A matéria de capa da terceira edição impressa do Planeta Ciência contou com a colaboração do professor Paulo Vizentini, do curso de Relações Internacionais da UFRGS. A seguir, você confere a entrevista com Vizentini na íntegra:
Planeta Ciência - Cerca de 1% das mortes na I Guerra Mundial vieram pelo uso de armamento químico. Meses antes da invasão do Iraque, Colin Powell chegou a lançar a pergunta "é pior morrer de gás ou de fome?" ao mencionar a Coreia do Norte. Na Síria, a guerra civil contabilizava 100 mil mortes por armamento "convencional" até que os rumores de uso de armas químicas cresceram a ponto de se tornarem a justificativa para uma intervenção. Por que as armas químicas estão fora da "ética da guerra"?

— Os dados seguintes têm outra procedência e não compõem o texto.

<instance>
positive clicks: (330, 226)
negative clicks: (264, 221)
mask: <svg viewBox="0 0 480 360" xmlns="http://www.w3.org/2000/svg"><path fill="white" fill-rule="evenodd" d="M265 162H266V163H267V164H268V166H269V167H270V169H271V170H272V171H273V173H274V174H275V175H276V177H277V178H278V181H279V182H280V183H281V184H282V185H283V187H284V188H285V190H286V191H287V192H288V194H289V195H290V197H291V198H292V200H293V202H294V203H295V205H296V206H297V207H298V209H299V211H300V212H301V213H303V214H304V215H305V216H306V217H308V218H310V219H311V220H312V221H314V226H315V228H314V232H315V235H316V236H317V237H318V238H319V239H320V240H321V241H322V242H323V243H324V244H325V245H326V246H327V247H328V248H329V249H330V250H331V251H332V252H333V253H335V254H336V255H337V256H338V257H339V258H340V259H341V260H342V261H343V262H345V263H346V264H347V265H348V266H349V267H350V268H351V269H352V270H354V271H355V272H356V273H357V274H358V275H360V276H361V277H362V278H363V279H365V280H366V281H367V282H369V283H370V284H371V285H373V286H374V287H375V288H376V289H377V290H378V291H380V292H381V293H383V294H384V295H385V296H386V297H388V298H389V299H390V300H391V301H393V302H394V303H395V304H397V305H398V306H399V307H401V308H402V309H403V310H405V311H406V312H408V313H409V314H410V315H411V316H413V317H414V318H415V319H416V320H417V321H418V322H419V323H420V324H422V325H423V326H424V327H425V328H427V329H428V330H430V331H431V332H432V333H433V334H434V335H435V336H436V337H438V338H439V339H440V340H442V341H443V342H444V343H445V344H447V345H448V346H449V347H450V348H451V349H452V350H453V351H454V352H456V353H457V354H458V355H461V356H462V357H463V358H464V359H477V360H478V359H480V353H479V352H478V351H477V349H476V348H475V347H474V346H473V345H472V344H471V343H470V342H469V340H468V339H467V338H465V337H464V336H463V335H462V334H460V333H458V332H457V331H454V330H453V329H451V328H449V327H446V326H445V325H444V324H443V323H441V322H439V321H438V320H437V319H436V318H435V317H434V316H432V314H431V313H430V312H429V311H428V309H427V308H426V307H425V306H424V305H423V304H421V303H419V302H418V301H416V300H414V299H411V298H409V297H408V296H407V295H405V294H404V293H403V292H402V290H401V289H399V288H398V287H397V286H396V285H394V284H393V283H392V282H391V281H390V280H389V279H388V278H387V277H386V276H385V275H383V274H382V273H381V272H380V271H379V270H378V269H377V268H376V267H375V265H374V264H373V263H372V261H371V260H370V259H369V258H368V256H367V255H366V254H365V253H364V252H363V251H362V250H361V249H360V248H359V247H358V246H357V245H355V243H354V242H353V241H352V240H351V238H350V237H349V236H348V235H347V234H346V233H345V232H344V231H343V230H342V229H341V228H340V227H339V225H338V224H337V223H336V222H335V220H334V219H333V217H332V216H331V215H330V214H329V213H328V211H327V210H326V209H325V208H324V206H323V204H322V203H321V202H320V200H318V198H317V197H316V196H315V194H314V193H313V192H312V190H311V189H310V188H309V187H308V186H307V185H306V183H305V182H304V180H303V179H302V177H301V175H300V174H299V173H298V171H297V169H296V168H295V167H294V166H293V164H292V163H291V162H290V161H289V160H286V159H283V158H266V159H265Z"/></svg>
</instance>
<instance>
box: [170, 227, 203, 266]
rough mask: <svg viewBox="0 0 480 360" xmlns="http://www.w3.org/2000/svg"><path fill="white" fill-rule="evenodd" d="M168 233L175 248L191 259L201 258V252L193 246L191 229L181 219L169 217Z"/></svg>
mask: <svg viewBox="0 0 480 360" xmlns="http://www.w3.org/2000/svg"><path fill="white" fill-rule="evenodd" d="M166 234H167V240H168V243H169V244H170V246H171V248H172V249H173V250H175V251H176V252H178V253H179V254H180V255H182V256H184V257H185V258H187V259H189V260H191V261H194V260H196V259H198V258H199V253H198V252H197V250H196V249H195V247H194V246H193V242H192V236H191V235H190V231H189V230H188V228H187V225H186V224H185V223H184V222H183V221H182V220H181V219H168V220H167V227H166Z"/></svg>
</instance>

Paulo Vizentini - As armas químicas mataram poucos soldados na I Guerra Mundial, pois o gás mostarda queima e cega, ao contrário de outros elementos mais modernos que sufocam também. Argumenta-se que elas nãos fariam discriminação entre militares e civis. E foram muito pouco eficazes, porque dependem de condições geográficas e meteorológicas muito específicas para ter algum efeito. Mas creio que a razão é que, para quem tem um arsenal sofisticado, elas pouco valor possuem. Seria mais a "arma de destruição massiva" dos países com menos recursos. Os grandes bombardeios estratégicos, napalm e armas nucleares também não discriminam suas vítimas (e são muito mais eficazes, mas não proibidas), mas só as grandes potências possuem. Daí países como Síria, Iraque e Líbia terem mantido estoques.
PC - A CIA garantia que o Iraque tinha armas de destruição em massa. No que a situação atual difere daquela alegada para atacar o Iraque? A administração Obama não tem sido transparente em relação às provas de que Assad vem usando sarin. Investigadores da ONU já relataram indicativos de uso do gás por rebeldes. A avaliação do Congresso americano é suficiente para dar ares de transparência a uma intervenção?
P.V. - A CIA, como no caso do Iraque, é parte interessada e sem verificação da ONU, não tem credibilidade alguma. Inclusive, boa parte do arsenal do exército caiu nas mãos dos rebeldes e o registro de uma munição pouco comprova. Neste caso, o analista inteligente deve questionar "a quem interessa", considerando o momento em que o fato ocorre. Embora oficiais subalternos podem cometer atos disfuncionais, é pouco provável que o regime autoritário de Assad (muito mais cauteloso que os rompantes de Saddam Hussein) usasse armas químicas num momento em que negociadores internacionais se encontravam no país, e justamente num bairro da capital! Uma pequena mudança atmosférica poderia levar o gás ao bairro vizinho, apoiador do regime. Talvez num bastião isolado, essencialmente rebelde, num recanto distante do país, onde o custo militar de uma ataque militar fosse alto, pudesse ocorrer. Mas na capital, não faz sentido e já há indicativo dos inspetores que os rebeldes já usaram tais armas. É claro que o regime usaria tudo ao seu alcance, se pudesse, mas sabe que sua situação internacional está por um fio.
P.C. - Por que os EUA teriam interesse em atacar a Síria? E por que, para a Rússia e o Irã, é interessante que o poder na Síria siga com Assad / alauitas?
P.V. - Curiosamente, há uma campanha para um ataque, mas não um desejo de envolvimento nem de invasão. A Rússia, depois do que houve na Líbia, não cederá e ajudou o regime a se manter. E o faz, sobretudo, porque o colapso da Síria poderia preparar o caminho para uma guerra contra o Irã, seu aliado mais importante e que mais ajuda a Síria. Assim, apenas a França parece disposta e se envolver. Para os EUA, Inglaterra e Israel, a continuação da guerra representa um desgaste cada vez maior para o Irã (como já ocorreu na Guerra Irã-Iraque), além das alternativas de poder em Damasco conterem ainda mais riscos com a queda de Assad (islamismo radical, por exemplo). Assad conseguiu passar à ofensiva e os rebeldes se encontram em dificuldades. Daí que alguns grupos dentro dos países Ocidentais almejam um reequilíbrio, com um bombardeio destruindo parte do arsenal governamental sírio. Mas, como disseram inúmeros parlamentares americanos e britânicos, "por que nos envolveríamos num conflito identitário, sem que haja uma ameaça à nossa segurança nem uma proposta de solução estabilizadora"?